This week in crypto saw major geopolitical and financial shifts. Russia firmly rejected former US President Donald Trump’s threats against BRICS, reinforcing its stance on global economic independence. Meanwhile, DeepSeek AI sent shockwaves through financial markets but Bitcoin rebounded above $104,000, and the Czech National Bank is actively considering Bitcoin for its reserves. Additionally, China is gearing up for 2025 as the “Year of the (Crypto) Snake,” hinting at potential regulatory changes that could reshape the industry. Against this backdrop, several other key events occurred that are worth noting.
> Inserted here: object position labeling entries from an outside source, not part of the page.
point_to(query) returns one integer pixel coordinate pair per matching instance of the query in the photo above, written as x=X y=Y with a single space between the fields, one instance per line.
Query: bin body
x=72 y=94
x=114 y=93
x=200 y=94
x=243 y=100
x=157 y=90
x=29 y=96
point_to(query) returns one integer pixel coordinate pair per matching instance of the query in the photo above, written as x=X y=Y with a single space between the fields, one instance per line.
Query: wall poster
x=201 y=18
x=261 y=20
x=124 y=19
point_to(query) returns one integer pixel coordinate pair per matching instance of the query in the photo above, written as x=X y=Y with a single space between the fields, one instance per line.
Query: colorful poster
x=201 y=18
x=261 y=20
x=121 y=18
El Salvador Adjusts Bitcoin Law for IMF Loan
El Salvador made headlines by amending its Bitcoin Law to align with the conditions set by the International Monetary Fund (IMF) for a $1.4 billion loan. The legislative changes will make Bitcoin acceptance optional for businesses, marking a departure from the country’s once-mandatory adoption. Additionally, the government will no longer accept Bitcoin for tax payments and will phase out the state-issued Chivo wallet. While the IMF has long pressured El Salvador to scale back its pro-Bitcoin policies, the country remains committed to increasing its Bitcoin reserves. Despite the policy shift, Bitcoin remains legal tender, and the administration continues to see its potential for financial growth. The reforms reflect a balancing act between maintaining Bitcoin’s role and addressing economic stability concerns raised by global financial institutions.
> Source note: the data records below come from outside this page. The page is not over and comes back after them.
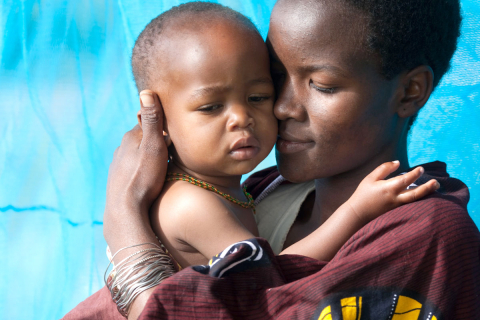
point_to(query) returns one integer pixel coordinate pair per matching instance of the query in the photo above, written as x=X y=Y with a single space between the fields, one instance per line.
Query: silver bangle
x=136 y=273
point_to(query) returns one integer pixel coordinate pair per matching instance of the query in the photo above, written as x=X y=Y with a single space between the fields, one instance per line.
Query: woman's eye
x=323 y=89
x=256 y=99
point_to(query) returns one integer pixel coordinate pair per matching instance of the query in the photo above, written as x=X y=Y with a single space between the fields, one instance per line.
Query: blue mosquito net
x=67 y=96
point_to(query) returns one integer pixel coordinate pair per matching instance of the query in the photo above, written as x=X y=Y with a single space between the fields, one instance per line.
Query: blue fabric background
x=66 y=98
Norway’s Sovereign Fund Increases Bitcoin Exposure
In Norway, the central bank’s sovereign wealth fund has significantly increased its indirect Bitcoin exposure through investments in MicroStrategy and other crypto-focused firms. Over the past year, Norway’s exposure has tripled, reaching approximately $514 million in MicroStrategy shares, which translates to indirect holdings of around 3,214 Bitcoin. The fund also holds shares in companies like Tesla, Coinbase, and Bitcoin mining firms Marathon Digital and Riot Platforms. Analysts suggest that while these investments are part of a broader sector-weighting strategy rather than a direct Bitcoin acquisition plan, they underscore the growing institutional interest in Bitcoin as a financial asset. As sovereign wealth funds in Norway and Switzerland continue to allocate capital to Bitcoin-heavy firms, institutional adoption of cryptocurrency appears to be expanding worldwide.
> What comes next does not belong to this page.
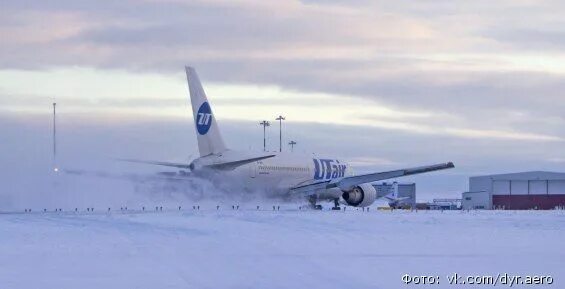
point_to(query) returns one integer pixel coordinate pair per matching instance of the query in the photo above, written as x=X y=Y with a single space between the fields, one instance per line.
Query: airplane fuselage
x=276 y=175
Hong Kong Expands Regulated Crypto Ecosystem
Meanwhile, Hong Kong’s Securities and Futures Commission (SFC) issued the first crypto trading platform licenses of 2025, granting approvals to PantherTrade and YAX. With these additions, Hong Kong now has seven licensed crypto exchanges under its regulatory framework. Since launching its licensing initiative in mid-2024, the SFC has emphasized strict compliance with anti-money laundering and cybersecurity regulations. The move is part of Hong Kong’s broader effort to position itself as a leading crypto hub while maintaining robust investor protections. The licensing drive has seen the regulator working closely with virtual asset trading platforms to ensure adherence to high regulatory standards. Currently, only Bitcoin, Ether, Avalanche, and Chainlink are legally tradable in Hong Kong, reflecting a measured approach to crypto adoption.
As the week comes to a close, these developments highlight a recurring theme—governments and financial institutions worldwide are refining their stance on cryptocurrency. Whether through regulatory adjustments, strategic investments, or licensing initiatives, the industry continues to evolve in ways that balance innovation with compliance. With El Salvador modifying its Bitcoin policy, Norway increasing its exposure to crypto-heavy companies, and Hong Kong expanding its regulated crypto ecosystem, the global landscape for digital assets remains as dynamic as ever.